# Terminator auf Netflix: Animationsserie in frühem Entwicklungsstadium



## PCGH-Redaktion (1. März 2021)

Jetzt ist Ihre Meinung gefragt zu *Terminator auf Netflix: Animationsserie in frühem Entwicklungsstadium*

						Berichten nach arbeiten das japanische Studio Production I.G und Skydance an einer animierten Serie im Terminator-Universum. Sie befindet sich noch in einer frühen Entwicklungsphase und soll auf Netflix ausgestrahlt werden.

						Bitte beachten Sie: Der Kommentarbereich wird gemäß der Forenregeln moderiert. Allgemeine Fragen und Kritik zu Online-Artikeln von PC Games Hardware sind im Feedback-Unterforum zu veröffentlichen und nicht im Kommentarthread zu einer News. Dort werden sie ohne Nachfragen entfernt.

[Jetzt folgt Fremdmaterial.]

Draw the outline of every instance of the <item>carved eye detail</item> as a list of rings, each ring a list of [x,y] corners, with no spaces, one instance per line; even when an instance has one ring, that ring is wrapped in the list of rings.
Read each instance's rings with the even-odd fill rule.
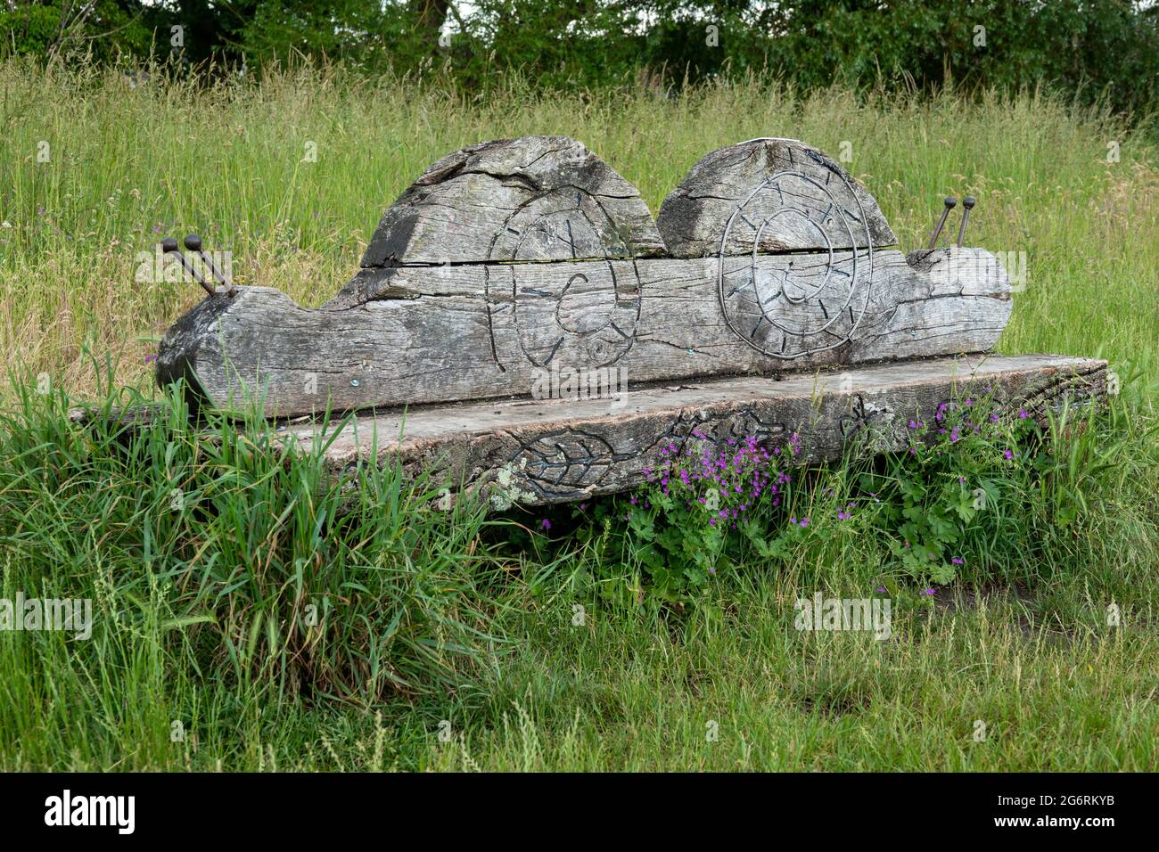
[[[828,183],[802,172],[770,175],[736,206],[721,234],[724,319],[770,357],[836,349],[853,337],[869,305],[873,241],[865,211],[848,210]],[[840,196],[857,198],[847,182]],[[775,254],[800,245],[818,248]]]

			Dieser Inhalt steht nur eingeloggten Mitgliedern zur Verfügung.
        

 Zurück zum Artikel: *Terminator auf Netflix: Animationsserie in frühem Entwicklungsstadium*


----------



## El-Fauxio (1. März 2021)

Und ich dachte immer Leichenschändung sei verboten...


----------



## AzRa-eL (1. März 2021)

El-Fauxio schrieb:


> Und ich dachte immer Leichenschändung sei verboten...


Nicht solange der Rubel rollt...


----------



## El-Fauxio (1. März 2021)

Ja---sin schrieb:


> Nicht solange der Rubel rollt...


Stimmt. Netflix ist halt auch echt nicht wählerisch. 

Die würden auch die Autobiographie von ner Gewürzgurke produzieren und auf acht Staffeln strecken.


----------



## AzRa-eL (1. März 2021)

El-Fauxio schrieb:


> Die würden auch die Autobiographie von ner Gewürzgurke produzieren und auf acht Staffeln strecken.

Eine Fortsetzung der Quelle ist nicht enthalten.